Yes. For most UK households pensions and property are the two largest components of wealth by far, making up roughly 35% and 40% of the total respectively. Leaving them out dramatically understates where you stand. For your home, count only the equity (value minus the outstanding mortgage). For a defined-benefit or final-salary pension, use its cash-equivalent transfer value if you have it.
That depends on how much you add each year and what your assets earn. The projection here saves a share of your income into investments and pension (growing at your chosen return), lets your home appreciate while the mortgage falls, and pays down any other debt at the interest rate and pay-off you set, before redirecting that payment into investments once the debt is gone. It then compares the result against the rich mark for each future age. The crossover point is your estimated "rich by" age. Saving a higher share, clearing expensive debt sooner and stronger compounding all pull that date forward.
Income and wealth are different things. A high earner who spends everything can have little net worth, while a modest earner who has saved and bought a home for decades can be genuinely rich. Wealth is also far more unequally distributed than income in the UK. Salary still matters here, it drives how much you can save in the projection, but the verdict itself is based on net worth, which is what "rich" really describes.
Yes. The benchmarks come from the ONS Wealth & Assets Survey, the official source for UK household wealth, covering Great Britain (it excludes Northern Ireland) for April 2020 to March 2022, the most recent published round. We anchor each age group on its official median. The ONS publishes medians and decile points; the smooth curve between those points, and therefore any exact percentage like "top 12%", is our model's interpolation, so read it as a close estimate rather than a precise count.

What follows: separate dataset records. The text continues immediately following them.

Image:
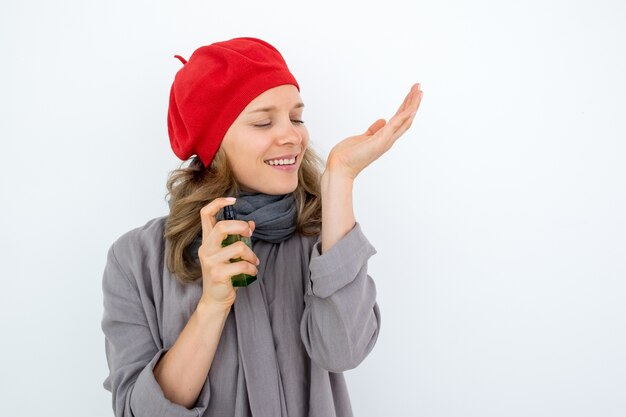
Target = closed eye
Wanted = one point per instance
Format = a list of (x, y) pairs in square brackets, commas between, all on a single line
[(295, 121)]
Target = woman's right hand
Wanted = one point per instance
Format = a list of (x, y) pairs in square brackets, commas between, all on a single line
[(217, 270)]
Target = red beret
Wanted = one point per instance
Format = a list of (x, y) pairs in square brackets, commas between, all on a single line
[(214, 86)]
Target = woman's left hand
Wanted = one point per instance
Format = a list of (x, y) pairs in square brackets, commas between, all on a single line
[(350, 156)]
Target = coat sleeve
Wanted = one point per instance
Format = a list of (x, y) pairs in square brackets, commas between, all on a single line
[(341, 318), (132, 349)]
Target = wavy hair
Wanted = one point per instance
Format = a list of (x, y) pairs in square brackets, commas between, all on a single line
[(192, 187)]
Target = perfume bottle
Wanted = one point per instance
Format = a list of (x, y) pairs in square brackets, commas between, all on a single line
[(239, 280)]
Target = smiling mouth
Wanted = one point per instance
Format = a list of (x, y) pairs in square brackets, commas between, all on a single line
[(281, 162)]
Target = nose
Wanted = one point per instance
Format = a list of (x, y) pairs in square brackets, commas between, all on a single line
[(290, 134)]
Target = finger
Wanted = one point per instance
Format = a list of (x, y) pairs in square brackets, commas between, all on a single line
[(237, 268), (224, 228), (208, 213), (400, 122), (375, 127), (234, 251), (415, 88)]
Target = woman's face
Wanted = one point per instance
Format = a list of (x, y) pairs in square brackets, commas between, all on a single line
[(266, 142)]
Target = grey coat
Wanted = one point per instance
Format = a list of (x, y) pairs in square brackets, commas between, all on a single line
[(320, 313)]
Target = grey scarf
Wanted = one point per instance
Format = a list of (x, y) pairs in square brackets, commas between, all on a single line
[(274, 216)]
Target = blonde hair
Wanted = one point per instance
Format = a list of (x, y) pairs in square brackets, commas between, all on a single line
[(191, 188)]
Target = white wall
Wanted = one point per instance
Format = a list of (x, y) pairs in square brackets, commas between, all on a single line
[(498, 218)]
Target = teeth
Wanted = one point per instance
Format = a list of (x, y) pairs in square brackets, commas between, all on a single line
[(274, 162)]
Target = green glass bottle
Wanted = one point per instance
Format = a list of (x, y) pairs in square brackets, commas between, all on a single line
[(239, 280)]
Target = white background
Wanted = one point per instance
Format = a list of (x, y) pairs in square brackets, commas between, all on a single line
[(498, 218)]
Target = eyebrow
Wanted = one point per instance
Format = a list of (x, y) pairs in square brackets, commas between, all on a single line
[(270, 108)]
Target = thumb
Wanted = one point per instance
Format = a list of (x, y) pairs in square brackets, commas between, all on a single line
[(375, 127)]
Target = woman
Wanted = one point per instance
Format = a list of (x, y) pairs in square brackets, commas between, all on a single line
[(180, 339)]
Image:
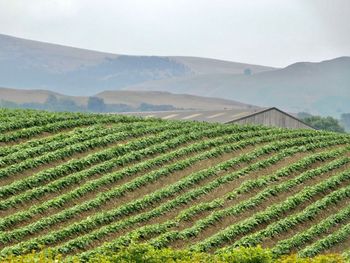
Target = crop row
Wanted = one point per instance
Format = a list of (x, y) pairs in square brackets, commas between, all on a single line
[(287, 245), (292, 220), (138, 204), (134, 184), (74, 137), (149, 230), (72, 149), (33, 121), (80, 164), (272, 212), (327, 242), (252, 202), (182, 199), (117, 152), (65, 124), (132, 156)]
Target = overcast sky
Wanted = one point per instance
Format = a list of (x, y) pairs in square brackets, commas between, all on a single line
[(268, 32)]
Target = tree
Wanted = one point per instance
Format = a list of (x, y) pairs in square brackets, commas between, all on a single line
[(324, 123), (96, 104), (345, 120)]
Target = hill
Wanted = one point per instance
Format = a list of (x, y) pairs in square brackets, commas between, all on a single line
[(318, 88), (133, 99), (84, 184), (75, 71)]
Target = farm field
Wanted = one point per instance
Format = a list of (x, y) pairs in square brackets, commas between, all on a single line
[(83, 184)]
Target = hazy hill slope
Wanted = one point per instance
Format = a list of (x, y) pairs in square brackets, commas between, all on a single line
[(321, 88), (31, 64), (184, 101), (88, 183), (35, 96), (130, 98)]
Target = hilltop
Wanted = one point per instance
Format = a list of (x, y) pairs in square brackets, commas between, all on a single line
[(131, 99), (75, 71), (318, 88), (84, 184)]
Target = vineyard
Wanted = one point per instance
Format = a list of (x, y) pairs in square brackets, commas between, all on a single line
[(84, 184)]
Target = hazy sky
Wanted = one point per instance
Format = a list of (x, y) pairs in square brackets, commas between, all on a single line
[(268, 32)]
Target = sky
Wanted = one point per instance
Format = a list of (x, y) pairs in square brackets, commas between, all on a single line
[(266, 32)]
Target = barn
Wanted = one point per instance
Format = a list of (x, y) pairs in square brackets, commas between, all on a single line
[(272, 117)]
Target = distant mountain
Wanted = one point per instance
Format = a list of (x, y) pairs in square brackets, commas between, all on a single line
[(319, 88), (31, 64), (133, 99)]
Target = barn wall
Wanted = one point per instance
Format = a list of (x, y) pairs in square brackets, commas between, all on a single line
[(274, 118)]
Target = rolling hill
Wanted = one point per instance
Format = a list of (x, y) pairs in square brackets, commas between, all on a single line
[(85, 184), (133, 99), (318, 88), (75, 71)]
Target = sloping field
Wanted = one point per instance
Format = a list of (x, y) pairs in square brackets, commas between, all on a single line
[(86, 183)]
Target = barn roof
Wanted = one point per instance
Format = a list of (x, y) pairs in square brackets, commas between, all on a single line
[(221, 116), (217, 116)]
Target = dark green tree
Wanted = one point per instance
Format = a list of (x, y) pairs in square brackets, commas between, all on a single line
[(345, 120), (96, 104)]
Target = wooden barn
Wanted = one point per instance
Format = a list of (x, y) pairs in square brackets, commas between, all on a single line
[(267, 116)]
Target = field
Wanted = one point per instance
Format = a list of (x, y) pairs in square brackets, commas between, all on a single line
[(84, 184)]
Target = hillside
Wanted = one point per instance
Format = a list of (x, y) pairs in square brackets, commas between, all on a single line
[(75, 71), (85, 184), (318, 88), (133, 99)]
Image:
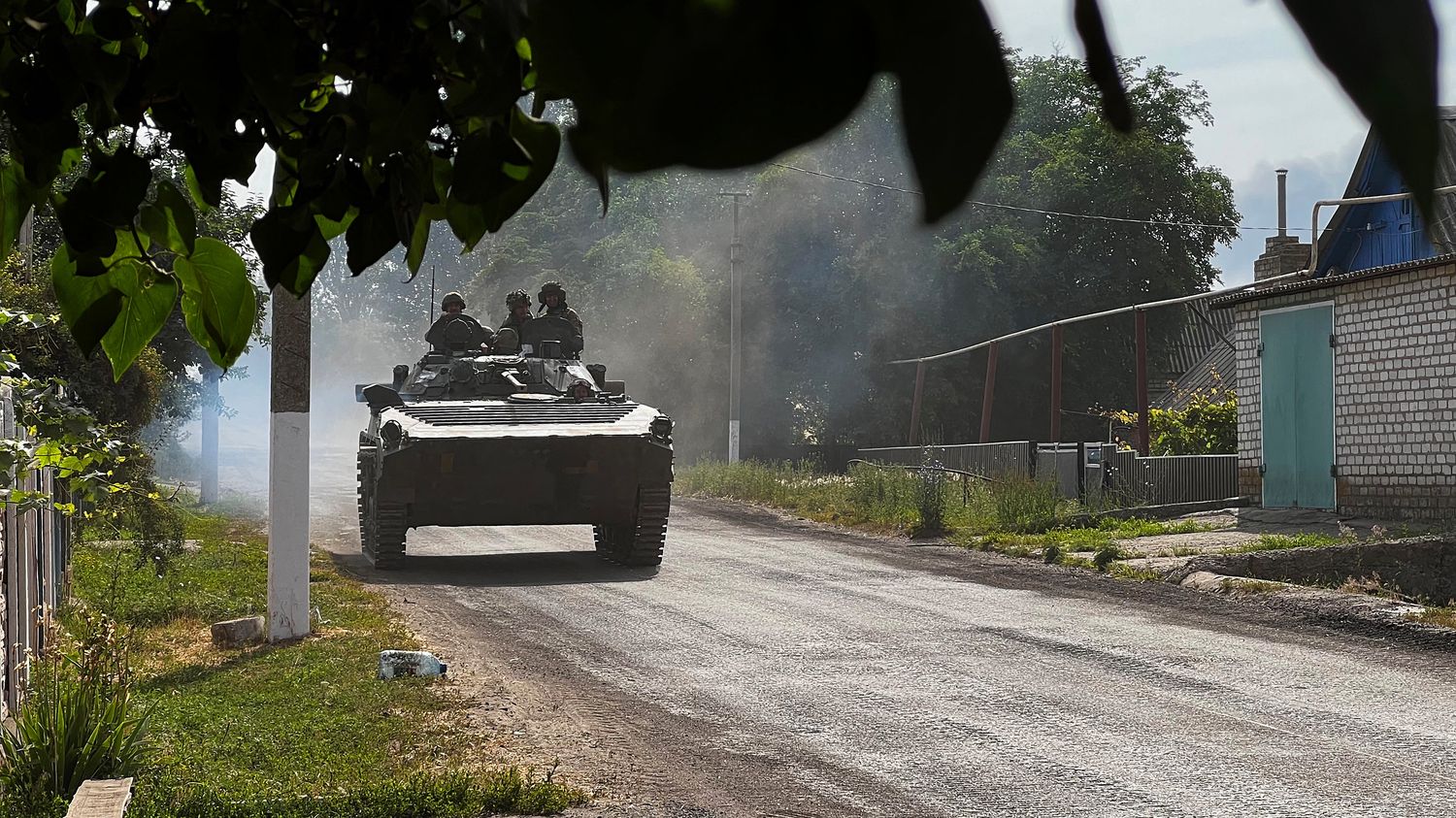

The survey was also collected during the pandemic, before the recent cost-of-living squeeze and interest-rate rises, and the figures are nominal, so they carry extra uncertainty.
"Rich" meaning the top 10% is our editorial choice, not an official definition; there isn't one. We picked it because it's a widely used threshold and easy to reason about, and you can switch the target to "millionaire" or "UK top 10%" instead. The projection's default growth rates (about 5% a year for investments and pensions, 3% for cash, 3% for property) are illustrative long-run assumptions you can and should change, not forecasts; they are nominal, and you can now set investments, cash and pension separately. The inflation setting only adjusts the "rich" bar and the today's-money view, so it does not double-count. Your results are only as good as the figures you enter, and the tool can't check whether you've valued things like a defined-benefit pension correctly.
It's completely free and instant, with no sign-up, and nothing you type leaves your browser. It's an educational model, not financial, tax or investment advice. A result is only as good as the figures and growth assumptions you put in, so it's worth trying a few scenarios. For decisions about saving, pensions or investing, speak to a qualified financial adviser.